Personal information
- Full name: Hermon Walter Dexter
- Born: 2 May 1877 Nottingham, Nottinghamshire, England
- Died: 31 January 1961 (aged 83) Nottingham, Nottinghamshire, England
- Batting: Unknown
- Bowling: Right-arm fast-medium

Domestic team information
- 1902–1903: Nottinghamshire

Career statistics
| Competition | First-class |
| Matches | 10 |
| Runs scored | 223 |
| Batting average | 20.27 |
| 100s/50s | –/– |
| Top score | 38* |
| Balls bowled | 66 |
| Wickets | – |
| Bowling average | – |
| 5 wickets in innings | – |
| 10 wickets in match | – |
| Best bowling | – |
| Catches/stumpings | 3/– |
- Source: Cricinfo, 23 May 2012

= Hermon Dexter =

English cricketer

Hermon Walter Dexter (2 May 1877 – 31 January 1961) was an English cricketer. Dexter's batting style is unknown, though it is known he bowled right-arm fast-medium. He was born at Nottingham, Nottinghamshire.
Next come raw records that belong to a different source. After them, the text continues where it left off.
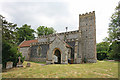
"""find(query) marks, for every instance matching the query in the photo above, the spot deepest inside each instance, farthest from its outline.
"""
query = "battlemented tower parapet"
(87, 26)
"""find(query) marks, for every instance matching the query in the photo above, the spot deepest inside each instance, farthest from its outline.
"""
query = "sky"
(59, 13)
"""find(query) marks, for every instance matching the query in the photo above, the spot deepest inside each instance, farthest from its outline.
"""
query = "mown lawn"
(101, 69)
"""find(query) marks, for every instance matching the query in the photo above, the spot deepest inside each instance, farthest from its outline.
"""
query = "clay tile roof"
(27, 43)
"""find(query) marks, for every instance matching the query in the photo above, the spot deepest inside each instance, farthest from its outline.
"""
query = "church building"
(77, 46)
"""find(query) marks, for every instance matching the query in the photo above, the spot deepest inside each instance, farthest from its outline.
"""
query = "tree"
(8, 32)
(114, 50)
(114, 35)
(42, 30)
(114, 28)
(25, 33)
(102, 50)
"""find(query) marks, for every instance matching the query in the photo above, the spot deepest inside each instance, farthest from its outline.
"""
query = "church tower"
(87, 26)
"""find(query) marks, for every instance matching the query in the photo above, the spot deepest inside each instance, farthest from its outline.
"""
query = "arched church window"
(39, 51)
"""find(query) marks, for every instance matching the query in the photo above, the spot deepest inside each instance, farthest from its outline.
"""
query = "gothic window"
(39, 51)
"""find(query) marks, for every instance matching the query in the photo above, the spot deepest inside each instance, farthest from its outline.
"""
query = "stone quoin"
(67, 47)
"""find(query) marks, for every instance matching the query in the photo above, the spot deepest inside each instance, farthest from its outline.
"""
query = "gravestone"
(28, 65)
(19, 64)
(9, 65)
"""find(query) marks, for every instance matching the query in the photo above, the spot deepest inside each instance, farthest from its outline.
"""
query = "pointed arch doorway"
(57, 56)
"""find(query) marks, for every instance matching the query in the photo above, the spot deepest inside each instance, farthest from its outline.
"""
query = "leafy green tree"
(25, 33)
(114, 50)
(114, 28)
(8, 32)
(114, 35)
(102, 50)
(42, 30)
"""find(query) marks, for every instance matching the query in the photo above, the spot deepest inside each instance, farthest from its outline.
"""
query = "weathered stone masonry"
(75, 46)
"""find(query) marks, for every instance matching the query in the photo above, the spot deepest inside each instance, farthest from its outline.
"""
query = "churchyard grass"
(101, 69)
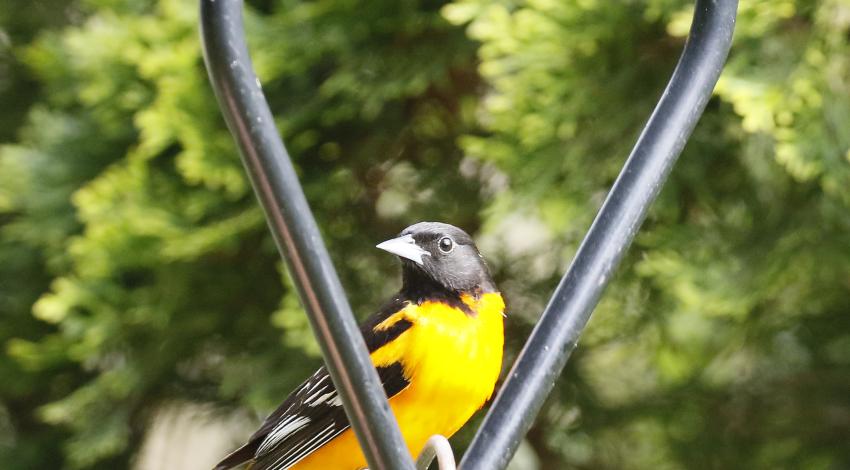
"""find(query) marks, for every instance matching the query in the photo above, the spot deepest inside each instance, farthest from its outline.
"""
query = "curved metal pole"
(437, 447)
(556, 334)
(298, 239)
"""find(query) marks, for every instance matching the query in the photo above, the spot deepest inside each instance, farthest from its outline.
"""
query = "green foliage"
(136, 268)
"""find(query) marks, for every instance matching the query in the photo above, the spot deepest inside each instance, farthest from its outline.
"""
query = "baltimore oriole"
(437, 346)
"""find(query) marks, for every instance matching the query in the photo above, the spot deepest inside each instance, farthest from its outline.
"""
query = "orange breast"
(452, 361)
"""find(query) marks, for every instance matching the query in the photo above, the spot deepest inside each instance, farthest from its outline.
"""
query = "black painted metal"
(298, 239)
(556, 334)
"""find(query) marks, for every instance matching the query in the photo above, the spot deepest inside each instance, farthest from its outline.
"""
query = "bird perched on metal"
(437, 347)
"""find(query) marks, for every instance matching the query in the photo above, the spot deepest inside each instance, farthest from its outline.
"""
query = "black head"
(440, 256)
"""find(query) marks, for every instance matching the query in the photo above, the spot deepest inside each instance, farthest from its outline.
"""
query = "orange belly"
(452, 361)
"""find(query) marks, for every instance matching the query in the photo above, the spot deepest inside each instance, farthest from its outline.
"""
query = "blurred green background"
(137, 274)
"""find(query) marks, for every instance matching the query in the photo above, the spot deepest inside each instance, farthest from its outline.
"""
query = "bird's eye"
(446, 245)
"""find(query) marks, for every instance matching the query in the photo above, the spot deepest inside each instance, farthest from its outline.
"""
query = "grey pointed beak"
(405, 247)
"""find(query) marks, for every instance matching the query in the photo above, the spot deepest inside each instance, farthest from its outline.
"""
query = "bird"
(437, 345)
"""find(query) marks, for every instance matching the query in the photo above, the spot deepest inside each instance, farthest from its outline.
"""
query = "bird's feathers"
(313, 414)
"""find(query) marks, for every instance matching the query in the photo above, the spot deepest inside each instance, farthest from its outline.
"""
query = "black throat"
(418, 287)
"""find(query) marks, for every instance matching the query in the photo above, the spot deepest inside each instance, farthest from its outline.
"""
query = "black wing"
(313, 414)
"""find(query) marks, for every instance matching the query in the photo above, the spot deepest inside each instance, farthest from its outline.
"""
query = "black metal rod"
(298, 239)
(543, 358)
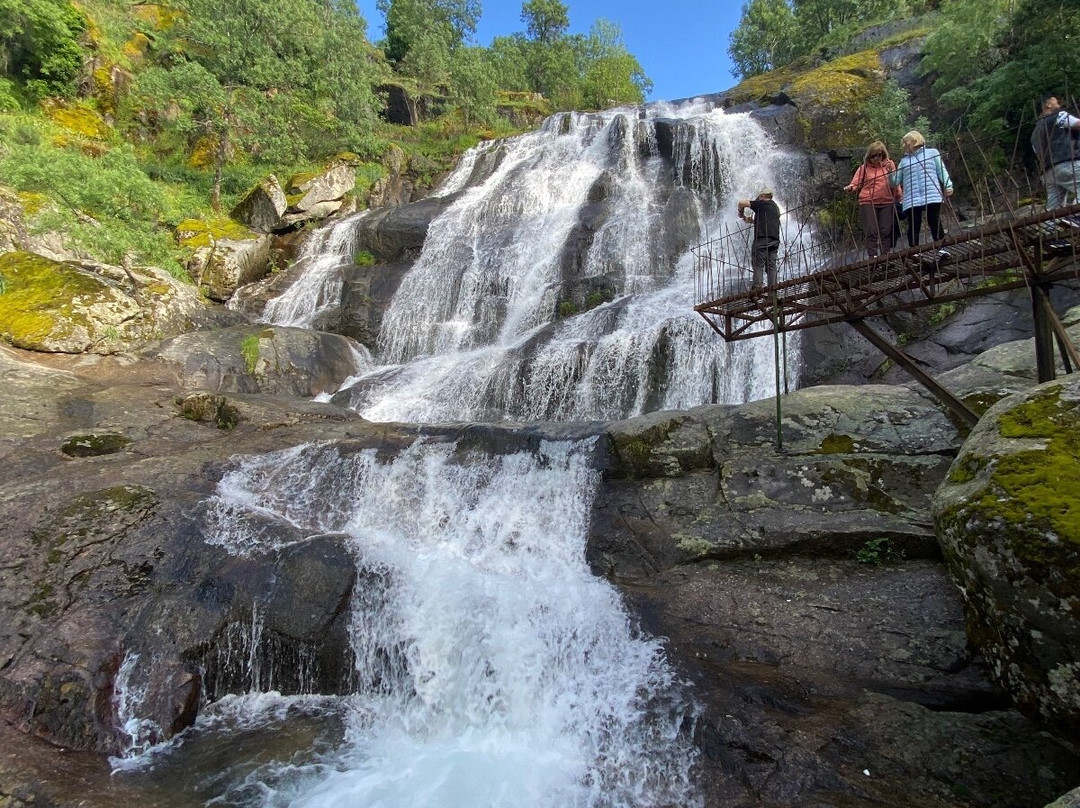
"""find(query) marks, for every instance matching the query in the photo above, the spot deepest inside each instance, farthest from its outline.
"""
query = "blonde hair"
(876, 148)
(914, 138)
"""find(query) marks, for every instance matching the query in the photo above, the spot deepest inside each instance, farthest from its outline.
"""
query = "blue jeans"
(1062, 180)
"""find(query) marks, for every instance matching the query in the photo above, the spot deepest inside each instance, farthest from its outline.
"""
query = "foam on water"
(495, 669)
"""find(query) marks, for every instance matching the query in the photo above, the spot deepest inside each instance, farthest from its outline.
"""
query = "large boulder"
(225, 255)
(397, 232)
(1009, 522)
(307, 190)
(262, 206)
(77, 307)
(251, 359)
(858, 466)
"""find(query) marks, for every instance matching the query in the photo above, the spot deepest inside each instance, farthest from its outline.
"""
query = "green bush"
(39, 44)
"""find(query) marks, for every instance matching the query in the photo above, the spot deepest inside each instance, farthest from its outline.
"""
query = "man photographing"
(766, 234)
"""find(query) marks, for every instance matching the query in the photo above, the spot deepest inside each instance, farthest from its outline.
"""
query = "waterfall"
(561, 285)
(494, 669)
(319, 286)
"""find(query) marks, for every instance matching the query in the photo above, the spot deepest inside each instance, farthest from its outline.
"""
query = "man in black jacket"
(1055, 140)
(766, 234)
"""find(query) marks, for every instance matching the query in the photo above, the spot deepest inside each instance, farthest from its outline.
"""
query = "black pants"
(764, 259)
(913, 217)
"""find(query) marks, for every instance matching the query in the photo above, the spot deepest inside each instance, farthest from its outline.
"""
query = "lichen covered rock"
(79, 307)
(262, 206)
(225, 255)
(1009, 521)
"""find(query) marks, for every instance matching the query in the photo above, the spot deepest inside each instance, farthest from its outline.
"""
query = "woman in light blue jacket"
(925, 182)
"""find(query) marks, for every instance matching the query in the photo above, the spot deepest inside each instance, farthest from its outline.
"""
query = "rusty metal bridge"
(821, 282)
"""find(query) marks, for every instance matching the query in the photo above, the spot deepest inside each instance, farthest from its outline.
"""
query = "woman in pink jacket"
(876, 210)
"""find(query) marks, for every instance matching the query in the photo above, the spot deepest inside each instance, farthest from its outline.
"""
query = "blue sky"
(683, 44)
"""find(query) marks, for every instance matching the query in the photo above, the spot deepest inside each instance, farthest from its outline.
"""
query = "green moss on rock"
(835, 444)
(94, 444)
(197, 233)
(37, 303)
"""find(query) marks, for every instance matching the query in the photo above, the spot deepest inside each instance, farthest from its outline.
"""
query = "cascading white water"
(480, 327)
(319, 286)
(495, 670)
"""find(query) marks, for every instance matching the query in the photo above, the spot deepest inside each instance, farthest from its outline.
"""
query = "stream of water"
(494, 670)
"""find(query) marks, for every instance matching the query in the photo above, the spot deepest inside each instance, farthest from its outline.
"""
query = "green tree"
(473, 84)
(246, 62)
(413, 22)
(1028, 57)
(963, 43)
(545, 21)
(39, 44)
(765, 38)
(510, 59)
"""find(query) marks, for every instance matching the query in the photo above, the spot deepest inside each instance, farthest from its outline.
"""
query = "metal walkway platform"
(1031, 251)
(1035, 250)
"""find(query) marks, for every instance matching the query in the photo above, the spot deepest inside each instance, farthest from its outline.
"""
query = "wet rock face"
(858, 466)
(801, 591)
(1008, 521)
(253, 359)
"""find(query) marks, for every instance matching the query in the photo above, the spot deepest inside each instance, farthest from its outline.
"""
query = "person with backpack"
(1055, 142)
(925, 182)
(876, 199)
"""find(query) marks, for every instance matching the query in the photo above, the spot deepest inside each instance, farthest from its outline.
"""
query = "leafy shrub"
(39, 44)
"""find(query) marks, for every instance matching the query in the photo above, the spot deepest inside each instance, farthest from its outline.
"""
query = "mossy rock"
(75, 308)
(53, 307)
(1009, 521)
(159, 17)
(197, 233)
(77, 118)
(95, 444)
(831, 98)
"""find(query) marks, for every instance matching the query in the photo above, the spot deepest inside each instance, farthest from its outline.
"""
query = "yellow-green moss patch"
(38, 297)
(78, 118)
(835, 444)
(205, 232)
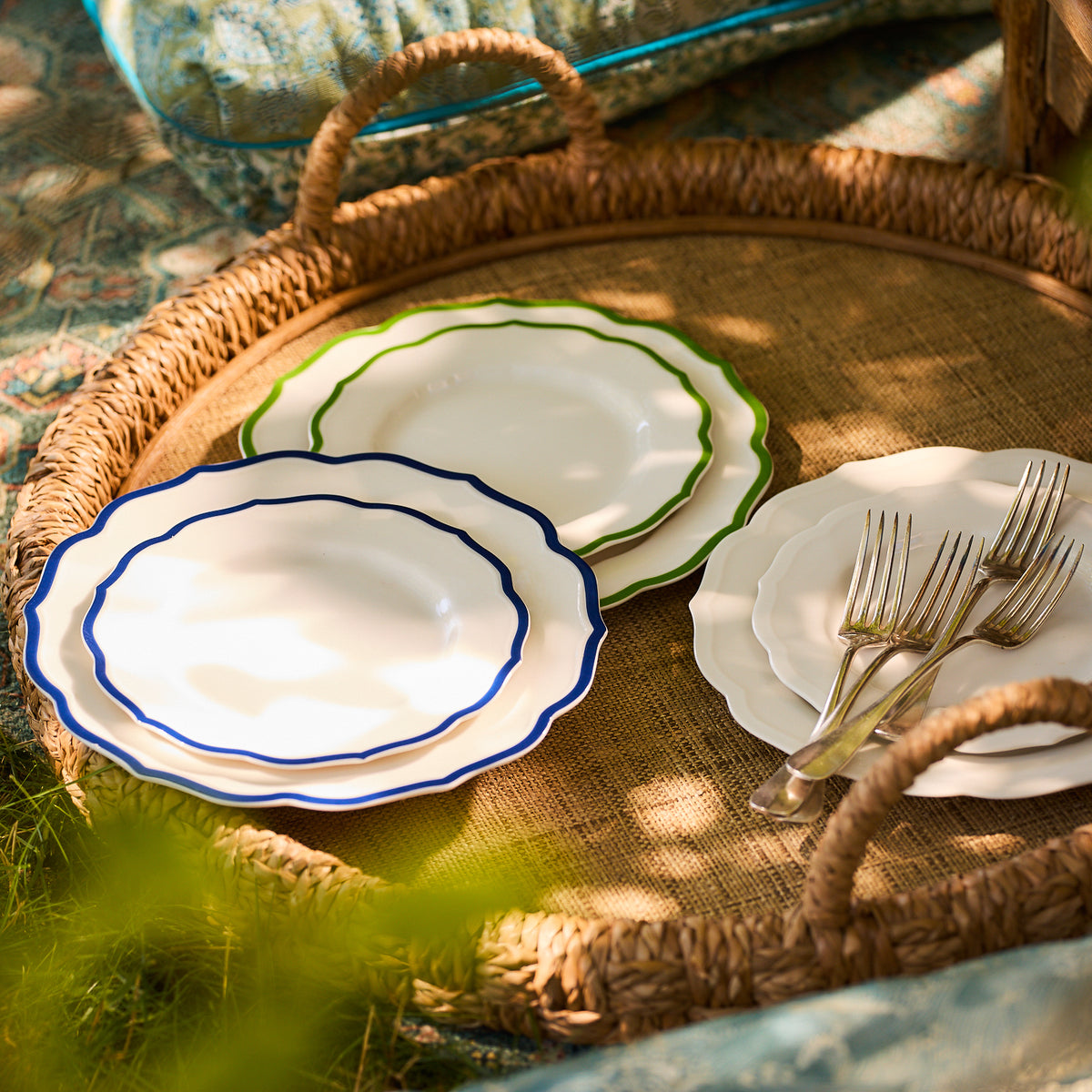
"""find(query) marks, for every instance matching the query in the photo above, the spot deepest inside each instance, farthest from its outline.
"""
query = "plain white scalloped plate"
(802, 598)
(734, 661)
Dexter made his first-class debut for Nottinghamshire against Leicestershire at Aylestone Road, Leicester, in the 1902 County Championship. He made nine further first-class appearances in the following season for the county, the last of which came against Lancashire at Old Trafford. In his ten first-class appearances for Nottinghamshire, he scored a total of 223 runs at an average of 20.27, with a high score of 38 not out. He occasionally bowled, delivering eleven wicketless overs throughout the course of his brief career.

He died at the city of his birth on 31 January 1961.